4) The waste liquid was removed by centrifugation at 5000rpm for 1min to collect the cells, and about 100. Mu.L of the supernatant was left to gently blow the resuspended pellet and then spread on the medium containing antibiotic Kan.
The plates were placed in an incubator at 37℃overnight.
2. And (2) performing bacterial liquid PCR and sequencing on the bacterial plaques cultured overnight, and performing bacterial liquid PCR and sequencing on the bacterial plaques cultured overnight, wherein the operations are as follows:
1) On a sterile operation table, 10 mu L of sterile water is added into a centrifuge tube, bacterial plaques with medium size are picked up, repeatedly sucked and beaten in the centrifuge tube, and fully mixed.
2) mu.L of the mixture was taken as a template for PCR reaction, the PCR reaction system was as shown in Table 4, and the reaction conditions were as shown in Table 5.
TABLE 4 PCR reaction System
TABLE 5 PCR reaction conditions
3) And (3) taking PCR products for electrophoresis identification, and detecting whether the escherichia coli is transformed into the TRV2 plasmid and the target fragment.
4) After the target fragment is determined to be contained in the bacterial liquid, the remaining 8 mu L of the mixed liquid is transferred to an LB culture medium containing Kan, cultured overnight by shaking and then sent to Beijing qing department biological company for sequencing.
3. Construction of recombinant vector
And extracting the plasmids from the bacterial liquid with correct sequencing by using a high-purity plasmid small extraction kit. The specific operation is carried out under the guidance of a specification (Tiangen Biochemical technology Co., ltd.) and finally the recombinant vector plasmid with higher concentration can be obtained.
The cDNA of the azalea is used as a template, specific primers of target genes HsfC-1 like and HsfC-1 are utilized for amplification, a PCR electrophoresis result shows that the obtained target fragment meets the expected size, and the recovery and transformation of escherichia coli competent DH5 alpha cells and bacterial liquid PCR are carried out. After sequencing, the results of the comparison with the original sequence information show that the fragments amplified using this primer are correct (shown in FIG. 3).

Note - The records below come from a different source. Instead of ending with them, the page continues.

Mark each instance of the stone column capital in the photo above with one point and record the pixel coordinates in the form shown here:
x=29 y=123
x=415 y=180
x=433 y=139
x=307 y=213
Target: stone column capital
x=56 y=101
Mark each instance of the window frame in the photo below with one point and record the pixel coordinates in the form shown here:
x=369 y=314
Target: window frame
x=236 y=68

4. Recombinant vector transformation of Agrobacterium competent cell GV3101
The correctly sequenced viral recombinant plasmid was transformed into Agrobacterium competent cells GV 3101. The specific operation steps are as follows:
1) The agro-competent cells stored at-80℃were taken and left at room temperature for several minutes or left at the palm of the hand for a moment until they were partially thawed, and they were rapidly inserted into ice while being mixed with ice water.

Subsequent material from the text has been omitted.